Za nadużycia w działaniach CBA obaj byli nieprawomocnie skazani na trzy lata więzienia i zostali ułaskawieni przez prezydenta Dudę. Dla opozycji to był pierwszy przypadek złamania zasad praworządności za rządów PiS-u. Natomiast sędzia, który ich skazał, stał się dla PiS-u pierwszym wrogiem w rozpoczętej potem walce z polskim sądownictwem.
O wiceministrze Wąsiku sędzia mówił, że bardzo interesuje się życiem innych ludzi. 6200 - tyle razy miał podsłuchiwać różne osoby minister Wąsik. Takie liczby pojawiły się w pracach komisji naciskowej po pierwszych rządach PiS-u. Specjalną aparaturę wiceminister miał mieć w gabinecie.
- Wykonywał dobrze swoje obowiązki w czasach, kiedy był wiceszefem Centralnego Biura Antykorupcyjnego - jest zdania Jacek Sasin, wicepremier z obozu Zjednoczonej Prawicy.
Ludwik Dorn był wtedy ministrem spraw wewnętrznych.
- Są zafascynowani służbami specjalnymi i widzą w nich narzędzie przebudowy społeczeństwa i także walki politycznej - opowiada Ludwik Dorn.
"Pomieszanie prawd z nieprawdami"
W ostatnich latach pojawiły się informacje, że ministrowie Wąsik i Kamiński byli także znajomymi głównych oskarżonych w aferze reprywatyzacyjnej. Pojawiły się zdjęcia, ale i zaprzeczenia.

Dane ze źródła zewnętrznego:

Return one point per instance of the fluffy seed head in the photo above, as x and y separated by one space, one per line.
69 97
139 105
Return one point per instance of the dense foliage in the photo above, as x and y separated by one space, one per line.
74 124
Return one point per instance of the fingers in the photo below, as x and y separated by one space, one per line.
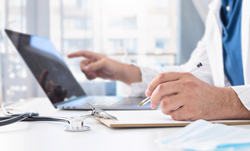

- Jest to manipulacja. Pomieszanie prawd z nieprawdami. To są kłamstwa - mówił Maciej Wąsik.
Ostatnio padły też pytania o system Pegasus, który miał zostać zakupiony dla polskich służb, a który pozwala na zdalne przeglądanie zawartości telefonów komórkowych.
- Służby działają na podstawie prawa. Stosują formy i metody pracy operacyjnej, które są niejawne - tłumaczył Maciej Wąsik.
- Jak ktoś nie ma nic do ukrycia, to się nie ma czego obawiać - jest zdania Jacek Sasin.
Opozycja myśli dokładnie odwrotnie i ostrzega, że dla wszystkich skończyła się beztroska epoka ministra Zielińskiego.